Une affirmation aussi arbitraire que péremptoire qui n’appelle pas le
moindre commentaire … Mais les généralités énoncées par cet individu ne
peuvent laisser de marbre lorsqu’elles atteignent le niveau de la
banalité la plus saugrenue, lorsqu’il affirme par exemple que la
religion est un facteur de guerres qui « convoque le fascisme à son chevet » « dans les cas extrêmes ». On pense au détour de telles allégations à la notion fumeuse de « fascislamisme »
telle que propagée par le précité BHL (également actionnaire de
Libération) … Il paraît (presque) inutile de rappeler que le nazisme, le
fascisme et le stalinisme se sont bâtis sur des présupposés prétendant
justement libérer « l’homme nouveau » de ses déterminations religieuses …
Néanmoins, on reconnaîtra à Libération le mérite de confronter ces propos à ceux de l’essayiste Patrick Viveret (p.14), critiquant explicitement l’amalgame du Monde assimilant le 7 janvier au 11 septembre. « L’extension
du terrorisme alimenté par le fanatisme qu’exprime aujourd’hui Daech
est une conséquence directe de la politique conduite par
l’administration Bush en réponse aux attentats du 11 septembre », écrit-il. Telle est pour lui la nature de ces conséquences : « les
atteintes majeures aux libertés organisées par le Patriot Act, les
crimes contre l’humanité commis dans les camps de torture organisés par
la CIA, les logiques de la peur et du repli qui conduisent aux
régressions racistes malgré la présence historique d’un noir à la Maison
Blanche », sans oublier la fabrique du chaos en Irak et en Afghanistan qu’il évoque également. Dans le même élan, l’avocat William Bourdon pointe du doigt « ceux
qui n’ont eu de cesse d’entretenir l’idée à bas bruit que, dans chaque
musulman, quoiqu’ils en disent, il y aurait un logiciel caché qui en
ferait virtuellement toujours un apprenti sorcier, un ennemi de la
république ». Ce dernier a par ailleurs l’intelligence de cette injonction : « il
faut redire avec force que nous ne sommes pas en guerre et c’est le
second piège.
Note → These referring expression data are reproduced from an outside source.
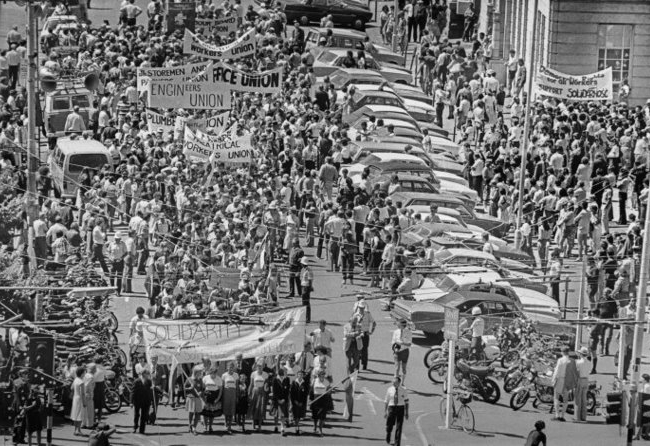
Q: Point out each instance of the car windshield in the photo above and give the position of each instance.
(90, 160)
(327, 57)
(80, 101)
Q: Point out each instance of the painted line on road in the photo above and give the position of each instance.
(423, 437)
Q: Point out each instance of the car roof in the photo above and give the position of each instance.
(68, 145)
(438, 197)
(470, 253)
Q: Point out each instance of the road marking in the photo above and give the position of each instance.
(423, 437)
Le dire n’est pas mésestimer la gravité de ce qui s’est
passé, ni même les menaces qui pèsent, c’est rappeler que cet abus de
langage est lui-même lourd de menaces (…) La répétition obsédée du
langage de la guerre porte en lui les germes d’une guerre civile latente
et ce qui l’accompagne, un état d’exception qui ne dit pas son nom ».
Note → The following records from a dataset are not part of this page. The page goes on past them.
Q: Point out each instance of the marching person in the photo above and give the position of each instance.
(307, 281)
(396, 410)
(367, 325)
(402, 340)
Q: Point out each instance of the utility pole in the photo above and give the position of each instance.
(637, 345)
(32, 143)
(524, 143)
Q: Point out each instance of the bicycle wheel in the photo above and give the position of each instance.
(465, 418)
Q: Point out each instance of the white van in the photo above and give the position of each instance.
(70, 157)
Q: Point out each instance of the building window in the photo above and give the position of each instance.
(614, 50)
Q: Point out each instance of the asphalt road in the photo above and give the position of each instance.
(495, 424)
L’éditorialiste du Figaro du Vendredi 9 pour sa part,
comme on s’y attend, saute justement sur l’occasion pour prôner
l’édification d’un état d’exception par le profilage et la surveillance
généralisés des populations. « Une surveillance sans relâche est le seul moyen de nous protéger » souligne-t-il en gras. « En
France, une nouvelle législation anti-terroriste, plus musclée, vient
d’être adoptée. Alors faut-il aller encore plus loin ? Certainement ».
Comment contester cette logique imparable ? Si les systèmes de
surveillance généralisée n’ont pas fonctionné, ce n’est pas parce qu’ils
sont inefficaces et inutiles, c’est parce que nous ne sommes pas allés
assez loin dans le profilage systématique … L’éditorialiste ne dissimule
pas son émoi devant les contradictions que cette solution pose au « sacro-saint principe des libertés individuelles », mais n’en présente pas moins cette alternative comme « le prix de notre sécurité, au nom de notre liberté ». C’est oublier le fondement de la démocratie moderne tel qu’énoncé par Benjamin Franklin : « quiconque est prêt à sacrifier un peu de sa liberté pour un peu de sécurité ne mérite ni l’un ni l’autre ».